Como no se acuerda de ellos casi nadie, es bueno dedicar unas líneas a los Episodios nacionales de Galdós. Escritos en la década de los setenta del siglo XIX, retrataron buena parte de la vida política, cultural y social de los cincuenta primeros años de ese siglo tan convulso y aciago, tan ibérico. Estas semanas he hincado el diente al arranque de la primera serie, que recoge acontecimientos como la batalla de Trafalgar, el motín de Aranjuez, el Dos de Mayo o la batalla de Bailén. El canario los noveló en primera persona a partir de su protagonista, Gabriel, un chicuelo gaditano semihuérfano a quien el azar y la ambición lo llevan a recorrer todos los estamentos sociales de la época.
Imposible reseñar la multitud de tipos, calles, ambientes y situaciones por las que atraviesa Gabriel. Es obvio que Galdós se inspiró en la tradición picaresca de los Siglos de Oro para darle vida, pero también experimentó con otros subgéneros narrativos del momento como las novelas romántica y cortesana, y el folletín, o practicó la metaliteratura –en ese homenaje a Otelo que inserta al final de La corte de Carlos IV– un siglo antes de ponerse de moda. Todo cupo en esa pluma rápida y fresca, en su período fluido y cervantino: el pueblo y la nobleza, los palacios y los talleres, los personajes ficticios y los históricos.
Lástima que, después, el modernismo y las vanguardias influyeran tanto en los gustos del público (perdonable) y de la crítica (esperable): Galdós pasó a ser poco más que un plomizo narrador obsesionado por el grosor de sus grisáceos volúmenes y, consecuentemente, por el importe de sus pingües honorarios. Puede que sí o puede que no. Incluso puede que tuviera negros a su cargo. ¿Cuántos no han escrito largo a propósito? Pero su idea sentó un precedente que siguieron, a regañadientes o no, Unamuno, Baroja y Valle-Inclán, y que debería haber sido un espejo para la moderna literatura histórica –esa que, salvo excepciones, bien poco se ha mirado en él–.
Pero es igual. Da gusto leer los prólogos a las ediciones ilustradas, donde el avezado escritor que ya era Galdós reconoce sus propios límites (tópico de humildad incluido), da una lección magistral de cómo escoger la voz del narrador o nos desvela los entresijos de las, a su juicio, precarias imprentas de la época. Y es un placer sumergirse en su prosa, descubrir tipos tan quijotescos como el capitán Alonso y el marinero Marcial; tan mezquinos como los hermanos Requejo; tan prudentes y desafortunados como el afilador Chinitas.
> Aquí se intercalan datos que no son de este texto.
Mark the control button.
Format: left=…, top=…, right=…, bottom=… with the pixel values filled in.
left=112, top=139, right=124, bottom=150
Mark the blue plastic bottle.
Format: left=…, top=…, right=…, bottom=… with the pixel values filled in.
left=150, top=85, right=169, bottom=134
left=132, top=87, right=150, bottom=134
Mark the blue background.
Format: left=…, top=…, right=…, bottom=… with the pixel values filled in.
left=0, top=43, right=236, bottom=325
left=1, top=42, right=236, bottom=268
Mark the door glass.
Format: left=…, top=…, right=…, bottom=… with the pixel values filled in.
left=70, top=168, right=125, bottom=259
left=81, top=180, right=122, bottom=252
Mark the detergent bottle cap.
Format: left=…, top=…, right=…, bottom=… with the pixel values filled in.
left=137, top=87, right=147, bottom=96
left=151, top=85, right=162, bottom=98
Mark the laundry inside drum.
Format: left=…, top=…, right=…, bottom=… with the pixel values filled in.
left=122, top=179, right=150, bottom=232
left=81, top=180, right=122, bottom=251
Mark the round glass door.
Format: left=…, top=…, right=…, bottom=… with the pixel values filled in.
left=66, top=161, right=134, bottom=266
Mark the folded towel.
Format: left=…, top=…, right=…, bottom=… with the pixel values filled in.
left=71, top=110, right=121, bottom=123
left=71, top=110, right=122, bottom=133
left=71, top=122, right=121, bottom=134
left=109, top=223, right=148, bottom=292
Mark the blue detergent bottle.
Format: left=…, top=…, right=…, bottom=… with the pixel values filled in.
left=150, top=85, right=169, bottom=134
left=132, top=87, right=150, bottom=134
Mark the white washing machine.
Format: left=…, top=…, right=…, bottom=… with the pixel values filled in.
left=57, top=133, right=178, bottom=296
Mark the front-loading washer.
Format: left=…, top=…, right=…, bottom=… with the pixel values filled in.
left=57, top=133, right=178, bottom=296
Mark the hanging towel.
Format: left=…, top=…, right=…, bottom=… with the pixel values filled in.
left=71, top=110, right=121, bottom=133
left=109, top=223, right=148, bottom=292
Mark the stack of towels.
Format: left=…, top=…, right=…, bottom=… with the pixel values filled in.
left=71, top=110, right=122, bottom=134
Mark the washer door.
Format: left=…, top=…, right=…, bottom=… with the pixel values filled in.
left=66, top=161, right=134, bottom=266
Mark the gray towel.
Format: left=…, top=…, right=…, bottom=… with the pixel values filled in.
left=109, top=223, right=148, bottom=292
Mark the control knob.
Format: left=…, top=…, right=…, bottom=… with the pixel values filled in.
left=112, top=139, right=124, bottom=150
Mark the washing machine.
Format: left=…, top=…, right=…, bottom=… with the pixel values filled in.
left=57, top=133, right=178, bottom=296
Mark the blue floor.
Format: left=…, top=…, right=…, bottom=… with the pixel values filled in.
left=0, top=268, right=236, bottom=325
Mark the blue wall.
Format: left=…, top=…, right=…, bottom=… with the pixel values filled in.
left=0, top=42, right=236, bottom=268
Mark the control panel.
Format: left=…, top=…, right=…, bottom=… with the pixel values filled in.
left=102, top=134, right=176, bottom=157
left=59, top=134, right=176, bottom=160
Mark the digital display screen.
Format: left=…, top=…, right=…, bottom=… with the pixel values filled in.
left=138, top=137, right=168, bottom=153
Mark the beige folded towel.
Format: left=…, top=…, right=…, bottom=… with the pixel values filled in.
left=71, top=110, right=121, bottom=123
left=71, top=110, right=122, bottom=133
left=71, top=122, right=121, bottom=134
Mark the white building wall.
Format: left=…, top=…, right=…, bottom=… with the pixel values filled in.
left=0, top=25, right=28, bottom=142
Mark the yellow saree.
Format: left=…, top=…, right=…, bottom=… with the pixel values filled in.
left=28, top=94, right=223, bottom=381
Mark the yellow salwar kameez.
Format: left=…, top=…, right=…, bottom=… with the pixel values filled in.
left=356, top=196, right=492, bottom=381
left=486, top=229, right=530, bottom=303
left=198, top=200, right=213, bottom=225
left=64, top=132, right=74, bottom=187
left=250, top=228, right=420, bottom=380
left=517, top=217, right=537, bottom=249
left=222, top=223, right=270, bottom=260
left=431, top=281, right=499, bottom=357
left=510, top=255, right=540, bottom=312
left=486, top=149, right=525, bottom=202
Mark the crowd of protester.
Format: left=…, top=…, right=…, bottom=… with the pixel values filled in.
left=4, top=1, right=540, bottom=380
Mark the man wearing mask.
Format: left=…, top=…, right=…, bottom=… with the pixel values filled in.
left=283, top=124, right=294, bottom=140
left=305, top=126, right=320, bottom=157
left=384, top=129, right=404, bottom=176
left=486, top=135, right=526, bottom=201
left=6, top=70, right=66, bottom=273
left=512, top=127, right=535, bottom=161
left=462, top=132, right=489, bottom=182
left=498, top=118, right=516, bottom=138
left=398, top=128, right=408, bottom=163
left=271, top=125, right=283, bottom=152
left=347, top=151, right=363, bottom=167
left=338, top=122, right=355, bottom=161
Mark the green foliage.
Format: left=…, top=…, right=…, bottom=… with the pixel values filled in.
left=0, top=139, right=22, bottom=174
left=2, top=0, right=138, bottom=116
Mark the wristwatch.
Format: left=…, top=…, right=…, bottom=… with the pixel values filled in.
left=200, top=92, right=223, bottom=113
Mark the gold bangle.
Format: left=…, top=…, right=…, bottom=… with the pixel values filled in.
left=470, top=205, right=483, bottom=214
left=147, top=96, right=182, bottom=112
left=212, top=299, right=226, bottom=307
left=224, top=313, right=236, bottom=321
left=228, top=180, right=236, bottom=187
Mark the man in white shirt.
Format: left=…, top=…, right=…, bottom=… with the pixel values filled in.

Y pasearse por el Madrid galdosiano (por algo se acuñó el adjetivo) para descubrir palabras, giros, modismos y expresiones de un resplandeciente castellano que algunos creerán muy modernas cuando las oyen por la calle, pero que están escondidas en ese tesoro de miles y miles de suculentas páginas que son los Episodios nacionales.